Ben Badler (subs. req’d) says the Yankees signed two other Cubans as well. One was outfielder Adonis Garcia ($400k), who spent time with Double-A Trenton last year. You can read more about him right here. The other was 27-year-old outfielder Yeral Sanchez, whose $400k bonus did not count towards the spending pool because of his age. Badler says he “has a chiseled 6-foot-1 frame with an aggressive approach and solid power … is around an average runner with an arm that’s average to a tick above-average that should play in right field.”
Prior to July 2nd, the Yankees also signed 23-year-old Dominican right-hander Manolo Reyes ($600k) and 17-year-old Dominican shortstop Jorge Mateo ($250k) according to Badler. Reyes had previously signed with the Braves, but his contract was terminated and he was suspended for a year because of issues with his paperwork. He has a huge arm though, running his fastball into the mid-90s and touching 99. His breaking ball and splitter are inconsistent but have shown potential. Reyes is awaiting a visa before his contract can become official, so he hasn’t been able to pitch in official games and is very raw for his age.
Mateo is listed at 6-foot-0 and 185 lbs. He earns high grades for his speed and athleticism, which give him a chance to be an above-average defender at shortstop according to Badler. Mateo is a right-hander hitter with something resembling a plan at the plate, but he’s still learning how to handle breaking balls. Badler says his “athleticism would make him an exciting prospect if his bat develops” while noting that some actually preferred him over Baez.
Dominican lefty Carlos Diaz, 17, signed for $100k last March, then got hit with a 50-game suspension after testing positive for a banned substance. He is listed at 6-foot-2 and 170 lbs., and Badler says he has “an unconventional low three-quarters arm angle (that) gives him good armside life on his fastball, which parks in the high-80s and reaches 90-91.” His slider and overall control need work.
The Yankees used two of their other exemptions to sign 19-year-old Dominican right-hander Simon DeLaRosa ($50k) and 16-year-old Venezuelan shortstop Thairo Estrada ($49k). DeLaRosa pitches in the low-to-mid-90s with a promising curveball while Estrada has a line drive swing and fast-twitch athleticism. Badler calls both guys potential sleepers.

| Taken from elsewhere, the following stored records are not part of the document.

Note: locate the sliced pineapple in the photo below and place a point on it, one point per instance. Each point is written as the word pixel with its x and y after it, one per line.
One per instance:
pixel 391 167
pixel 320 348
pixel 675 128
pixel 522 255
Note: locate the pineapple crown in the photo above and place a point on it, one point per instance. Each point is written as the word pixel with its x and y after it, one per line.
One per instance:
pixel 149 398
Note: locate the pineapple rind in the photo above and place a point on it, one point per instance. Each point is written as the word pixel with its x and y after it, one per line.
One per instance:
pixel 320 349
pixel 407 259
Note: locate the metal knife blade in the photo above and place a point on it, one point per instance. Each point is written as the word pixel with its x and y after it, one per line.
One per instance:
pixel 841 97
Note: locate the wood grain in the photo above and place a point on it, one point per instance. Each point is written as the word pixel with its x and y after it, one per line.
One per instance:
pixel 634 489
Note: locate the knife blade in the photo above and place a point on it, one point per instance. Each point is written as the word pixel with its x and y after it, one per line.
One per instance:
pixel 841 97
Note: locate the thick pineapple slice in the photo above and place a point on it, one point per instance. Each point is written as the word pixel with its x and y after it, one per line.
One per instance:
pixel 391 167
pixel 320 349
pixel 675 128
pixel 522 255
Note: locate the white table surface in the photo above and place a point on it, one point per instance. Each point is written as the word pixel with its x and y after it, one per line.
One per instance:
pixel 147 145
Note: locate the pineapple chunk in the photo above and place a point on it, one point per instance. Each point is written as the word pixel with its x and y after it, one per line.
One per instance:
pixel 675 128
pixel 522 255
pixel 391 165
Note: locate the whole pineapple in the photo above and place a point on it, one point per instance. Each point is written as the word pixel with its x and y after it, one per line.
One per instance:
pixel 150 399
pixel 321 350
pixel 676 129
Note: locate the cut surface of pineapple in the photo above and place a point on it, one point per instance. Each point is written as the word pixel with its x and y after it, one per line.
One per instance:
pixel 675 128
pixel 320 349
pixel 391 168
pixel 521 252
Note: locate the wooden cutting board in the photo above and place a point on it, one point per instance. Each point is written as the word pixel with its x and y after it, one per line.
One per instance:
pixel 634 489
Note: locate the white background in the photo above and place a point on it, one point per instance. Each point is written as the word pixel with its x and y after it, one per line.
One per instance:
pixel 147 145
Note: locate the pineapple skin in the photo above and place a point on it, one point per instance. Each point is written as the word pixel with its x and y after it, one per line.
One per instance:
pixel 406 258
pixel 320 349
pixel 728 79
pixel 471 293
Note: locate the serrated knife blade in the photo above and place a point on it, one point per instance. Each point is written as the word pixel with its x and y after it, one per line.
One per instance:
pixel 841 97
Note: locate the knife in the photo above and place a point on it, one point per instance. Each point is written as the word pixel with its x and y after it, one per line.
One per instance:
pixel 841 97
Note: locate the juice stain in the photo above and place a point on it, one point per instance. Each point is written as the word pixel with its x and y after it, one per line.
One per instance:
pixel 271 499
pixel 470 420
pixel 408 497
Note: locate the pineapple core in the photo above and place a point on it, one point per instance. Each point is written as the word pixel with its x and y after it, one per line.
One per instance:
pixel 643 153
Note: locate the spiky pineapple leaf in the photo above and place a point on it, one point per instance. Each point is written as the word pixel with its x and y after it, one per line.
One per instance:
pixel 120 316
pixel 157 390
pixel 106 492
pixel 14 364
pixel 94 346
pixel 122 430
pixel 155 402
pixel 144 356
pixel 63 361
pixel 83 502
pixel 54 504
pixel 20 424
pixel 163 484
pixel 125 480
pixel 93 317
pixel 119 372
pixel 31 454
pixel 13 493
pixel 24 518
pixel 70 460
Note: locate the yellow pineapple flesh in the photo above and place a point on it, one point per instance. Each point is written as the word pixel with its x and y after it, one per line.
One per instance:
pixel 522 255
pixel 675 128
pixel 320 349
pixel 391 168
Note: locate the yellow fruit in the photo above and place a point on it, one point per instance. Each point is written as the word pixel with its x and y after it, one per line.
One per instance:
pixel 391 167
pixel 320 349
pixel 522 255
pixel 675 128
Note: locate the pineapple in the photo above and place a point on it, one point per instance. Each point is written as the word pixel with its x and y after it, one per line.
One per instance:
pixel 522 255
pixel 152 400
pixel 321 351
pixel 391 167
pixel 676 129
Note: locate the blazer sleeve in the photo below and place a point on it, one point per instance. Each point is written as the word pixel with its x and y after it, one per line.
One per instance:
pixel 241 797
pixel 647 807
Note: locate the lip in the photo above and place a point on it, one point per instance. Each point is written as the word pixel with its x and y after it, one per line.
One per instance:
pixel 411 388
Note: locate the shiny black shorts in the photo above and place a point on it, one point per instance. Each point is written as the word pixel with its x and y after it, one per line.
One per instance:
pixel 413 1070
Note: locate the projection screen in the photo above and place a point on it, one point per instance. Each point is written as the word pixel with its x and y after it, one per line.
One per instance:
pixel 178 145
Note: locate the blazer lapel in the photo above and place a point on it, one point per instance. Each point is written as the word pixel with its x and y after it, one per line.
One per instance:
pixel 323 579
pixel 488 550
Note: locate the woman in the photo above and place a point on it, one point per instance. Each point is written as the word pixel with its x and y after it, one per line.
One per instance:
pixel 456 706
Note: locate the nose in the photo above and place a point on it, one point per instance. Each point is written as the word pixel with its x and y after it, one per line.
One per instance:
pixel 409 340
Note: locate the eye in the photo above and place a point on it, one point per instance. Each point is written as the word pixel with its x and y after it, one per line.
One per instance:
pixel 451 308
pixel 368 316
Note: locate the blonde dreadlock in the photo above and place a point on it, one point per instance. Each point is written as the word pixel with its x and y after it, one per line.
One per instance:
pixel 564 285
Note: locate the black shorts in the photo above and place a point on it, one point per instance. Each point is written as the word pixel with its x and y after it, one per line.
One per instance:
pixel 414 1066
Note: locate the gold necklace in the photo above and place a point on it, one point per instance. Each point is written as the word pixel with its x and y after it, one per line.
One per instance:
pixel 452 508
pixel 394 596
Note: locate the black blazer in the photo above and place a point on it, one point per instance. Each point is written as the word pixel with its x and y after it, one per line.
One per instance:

Starting this year the pool values will be scaled so that teams with bad records can spend more while teams with good records get to spend less. The Yankees finished with the third best record in baseball last season and are expected to have just $1.5-1.7M to spend internationally this year, which is nothing. Those six $50k exemptions are going to be important, they’re going to have to dig up some hidden gems with them.